Le droit international a ainsi fait des avancées en considérant que la corruption peut-être invoquée à l’encontre du contrat qui la contient, mais aussi de la sentence rendue sur son fondement.

 

ARBITRAGE ET REGLES ETHIQUES

 

L’arbitre doit faire « une déclaration d’indépendance, d’impartialité et de confidentialité », qu’il est tenu de respecter tout au long de la procédure d’arbitrage. Toute circonstance et tout fait de nature à faire naître un doute raisonnable dans l’esprit d’une des parties sur son indépendance ou son impartialité doivent être révélés, et les parties peuvent récuser l’arbitre dans un délai fixé par la loi. L’arbitre est ainsi tenu de l’obligation de révélation, et de l’obligation de transparence.

 

Avec l’obligation d’indépendance et d’impartialité, l’arbitre doit s’abstenir de tout conflit d’intérêt, respecter certains principes essentiels, tels notamment l’égalité des parties, l’équité de la procédure, le principe de la contradiction ou la loyauté des débats, et accomplir sa mission dans un délai raisonnable. Ces principes il faut le dire, constituent les règles de bonne conduite s’imposant à tout juge, et sont inhérents à la fonction de juger.

 

S’il y a une émergence d’un très grand nombre de règles éthiques dans l’arbitrage il y a aussi différents types de sanction : contractuel, disciplinaire, pénal et également une atteinte à la réputation.

 

Ces règles et mesures sont de nature à protéger l’arbitrage de la corruption. L’arbitre doit manifester un sens de l’éthique plein et entier, et lutter contre la corruption à la fois par les sentences qu’il rend mais aussi par l’exercice indépendante et impartiale de sa fonction juridictionnelle.

 

ARBITRAGE ET LUTTE CONTRE LA CORRUPTION

Les progrès de la lutte contre la corruption au niveau international font que les parties demandent régulièrement l’annulation de contrats internationaux en invoquant des faits de corruption.

 

Les instruments juridiques internationaux de lutte contre la corruption, le blanchiment de capitaux et le financement du terrorisme, dont les Convention des Nations Unies, contre le trafic illicite des stupéfiants et des substances psychotropes (Convention de Vienne de 1988), contre la criminalité transnationale organisée (Convention de Palerme de 2000), contre la Corruption (Convention de Mérida de 2004), la Pacte mondial des Nations Unies contre la corruption de 2000, rappellent que la lutte est internationale.
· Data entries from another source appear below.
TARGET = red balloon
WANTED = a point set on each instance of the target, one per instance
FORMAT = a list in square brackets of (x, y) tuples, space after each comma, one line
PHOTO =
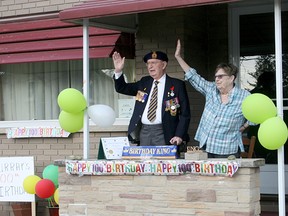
[(45, 188)]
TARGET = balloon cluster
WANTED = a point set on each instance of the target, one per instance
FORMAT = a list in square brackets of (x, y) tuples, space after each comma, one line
[(46, 188), (260, 109), (73, 104)]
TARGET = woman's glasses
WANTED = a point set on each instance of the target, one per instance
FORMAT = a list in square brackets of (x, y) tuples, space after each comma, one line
[(220, 76)]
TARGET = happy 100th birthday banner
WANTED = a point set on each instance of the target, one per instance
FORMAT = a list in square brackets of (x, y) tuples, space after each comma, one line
[(151, 167)]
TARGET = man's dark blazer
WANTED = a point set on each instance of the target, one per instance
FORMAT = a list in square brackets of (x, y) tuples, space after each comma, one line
[(172, 125)]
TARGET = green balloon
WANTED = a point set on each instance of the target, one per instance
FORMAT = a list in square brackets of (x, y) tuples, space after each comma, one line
[(71, 122), (51, 172), (71, 100), (273, 133), (258, 107)]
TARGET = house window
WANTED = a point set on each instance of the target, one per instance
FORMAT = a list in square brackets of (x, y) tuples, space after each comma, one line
[(29, 91)]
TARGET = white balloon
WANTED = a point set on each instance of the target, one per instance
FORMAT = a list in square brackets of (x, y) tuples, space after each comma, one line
[(101, 115)]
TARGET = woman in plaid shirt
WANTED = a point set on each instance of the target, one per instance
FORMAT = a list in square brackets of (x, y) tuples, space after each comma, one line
[(222, 122)]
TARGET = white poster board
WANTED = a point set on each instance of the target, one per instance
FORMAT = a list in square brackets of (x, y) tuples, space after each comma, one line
[(13, 171), (113, 146)]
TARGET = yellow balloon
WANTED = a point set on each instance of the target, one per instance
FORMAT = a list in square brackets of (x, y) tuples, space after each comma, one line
[(30, 182), (71, 100), (56, 196), (273, 133)]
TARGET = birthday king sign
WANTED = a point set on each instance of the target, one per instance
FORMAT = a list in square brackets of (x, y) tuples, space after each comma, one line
[(152, 167)]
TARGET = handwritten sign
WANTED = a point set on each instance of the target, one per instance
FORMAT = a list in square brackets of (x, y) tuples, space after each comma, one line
[(13, 171), (24, 132), (152, 167), (112, 147)]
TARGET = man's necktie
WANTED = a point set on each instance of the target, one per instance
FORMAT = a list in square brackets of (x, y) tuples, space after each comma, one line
[(153, 103)]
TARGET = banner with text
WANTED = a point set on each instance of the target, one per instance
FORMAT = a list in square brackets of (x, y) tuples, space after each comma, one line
[(25, 132), (13, 171), (152, 167)]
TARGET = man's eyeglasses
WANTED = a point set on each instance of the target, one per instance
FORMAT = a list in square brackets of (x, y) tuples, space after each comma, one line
[(220, 76)]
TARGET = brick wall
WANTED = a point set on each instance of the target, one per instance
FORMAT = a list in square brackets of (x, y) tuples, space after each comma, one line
[(14, 8)]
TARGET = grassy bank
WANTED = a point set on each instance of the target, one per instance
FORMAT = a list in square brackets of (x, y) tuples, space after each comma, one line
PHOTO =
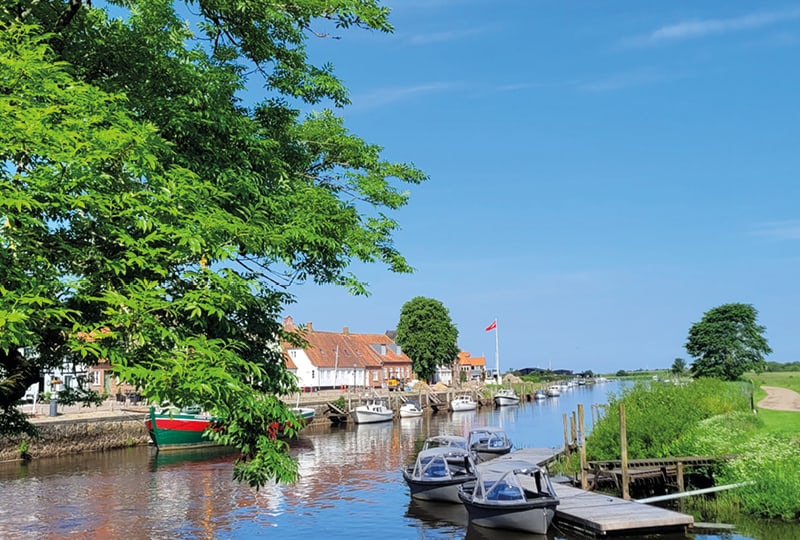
[(710, 417)]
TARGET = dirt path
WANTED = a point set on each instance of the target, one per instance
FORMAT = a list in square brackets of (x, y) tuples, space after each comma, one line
[(780, 399)]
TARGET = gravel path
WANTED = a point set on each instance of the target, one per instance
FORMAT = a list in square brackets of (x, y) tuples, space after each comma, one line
[(780, 399)]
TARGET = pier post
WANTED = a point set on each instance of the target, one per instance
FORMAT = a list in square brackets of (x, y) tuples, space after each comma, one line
[(582, 442), (623, 447)]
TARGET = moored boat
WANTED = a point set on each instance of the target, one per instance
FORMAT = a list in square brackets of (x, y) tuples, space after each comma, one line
[(510, 494), (506, 396), (438, 472), (373, 411), (410, 409), (463, 402), (488, 442), (171, 428)]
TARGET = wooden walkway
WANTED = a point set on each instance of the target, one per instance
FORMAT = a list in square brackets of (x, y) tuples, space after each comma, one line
[(597, 514)]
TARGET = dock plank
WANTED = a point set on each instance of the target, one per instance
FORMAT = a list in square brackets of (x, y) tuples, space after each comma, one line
[(598, 513)]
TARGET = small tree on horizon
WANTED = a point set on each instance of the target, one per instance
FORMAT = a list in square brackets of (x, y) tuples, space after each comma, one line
[(727, 342), (427, 335)]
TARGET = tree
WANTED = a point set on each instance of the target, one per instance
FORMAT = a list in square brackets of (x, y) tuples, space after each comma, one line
[(427, 335), (150, 219), (679, 366), (727, 342)]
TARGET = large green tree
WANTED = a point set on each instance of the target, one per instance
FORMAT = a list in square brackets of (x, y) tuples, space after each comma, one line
[(148, 217), (427, 335), (727, 342)]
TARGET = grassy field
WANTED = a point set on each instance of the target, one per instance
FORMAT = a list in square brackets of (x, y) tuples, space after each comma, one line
[(787, 422)]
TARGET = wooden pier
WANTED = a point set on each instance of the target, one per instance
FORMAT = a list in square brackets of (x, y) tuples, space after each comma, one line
[(597, 514)]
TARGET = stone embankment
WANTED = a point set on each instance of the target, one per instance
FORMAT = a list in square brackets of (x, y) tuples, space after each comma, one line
[(78, 433)]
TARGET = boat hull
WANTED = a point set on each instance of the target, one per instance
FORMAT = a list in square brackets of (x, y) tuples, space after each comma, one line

Les organisations internationales comme le Fonds Monétaire International, ou la Banque Mondiale, les organismes régionaux et nationaux œuvrent pour l’efficacité de cette lutte.

 

La reconnaissance de l’appartenance de cette lutte à l’ordre public international permet à l’arbitre de refuser de reconnaître l’exécution d’une convention prévoyant la distribution de commissions illicites. La jurisprudence de la Cour d’Appel de Paris reconnait la lutte contre la corruption comme relevant d’un ordre public international s’imposant non seulement aux arbitres, mais aussi aux juges. C’est ainsi que le pouvoir de l’arbitre de refuser de prononcer l’exécution de contrats de commissions illicites et de les annuler a été clairement retenu (Paris, 10 sept. 1993, RCDIP 1994, p. 349, note V. Heuzé ; Rev. Arb. 1994, P. 359 Note D. Bureau).

 

Le droit international reconnait un régime juridique d’annulation des contrats de « pots de vin », en droit de l’arbitrage. Le Tribunal arbitral du Centre international pour le règlement des différends relatifs aux investissements – CIRDI (arbitrage en matière d’investissement, dans le cadre de la Convention de Washington de 1965), a jugé que la corruption est une composante de l’ordre public des Etats concernés. Elle va aussi s’imposer au juge chargé de contrôler ou d’assurer l’exécution de la sentence arbitrale. A l’occasion d’une action en annulation, dans des cas limitativement énumérés par la loi, le CIRDI considère que la corruption peut-être invoquée, et est susceptible d’être recevable au titre de l’ordre public international (Décision du 5 février 2002, point n° 47 de la décision. Traduite et reproduite in E. Gaillard, « La jurisprudence du CIRDI », Pedone 2004, P. 689 et s. – Wena/Egypte).

 

Le problème réside cependant dans la difficulté de rapporter la preuve de la corruption intervenue à l’occasion d’un arbitrage. Les hypothèses de corruption avérée d’arbitres sont en effet rares.

 

Un problème propre à Madagascar est celui de l’insécurité juridique résultant de l’existence de la corruption au sein du système judiciaire. Le reproche souvent fait aux juges étatiques malgaches est d’une part, de retenir sa compétence malgré l’existence d’une clause compromissoire donnant compétence à l’arbitre, et d’autre part, de rejuger une affaire lorsqu’il est saisi d’un recours en annulation ou d’une demande d’exéquatur, au mépris des dispositions du code de procédure civile.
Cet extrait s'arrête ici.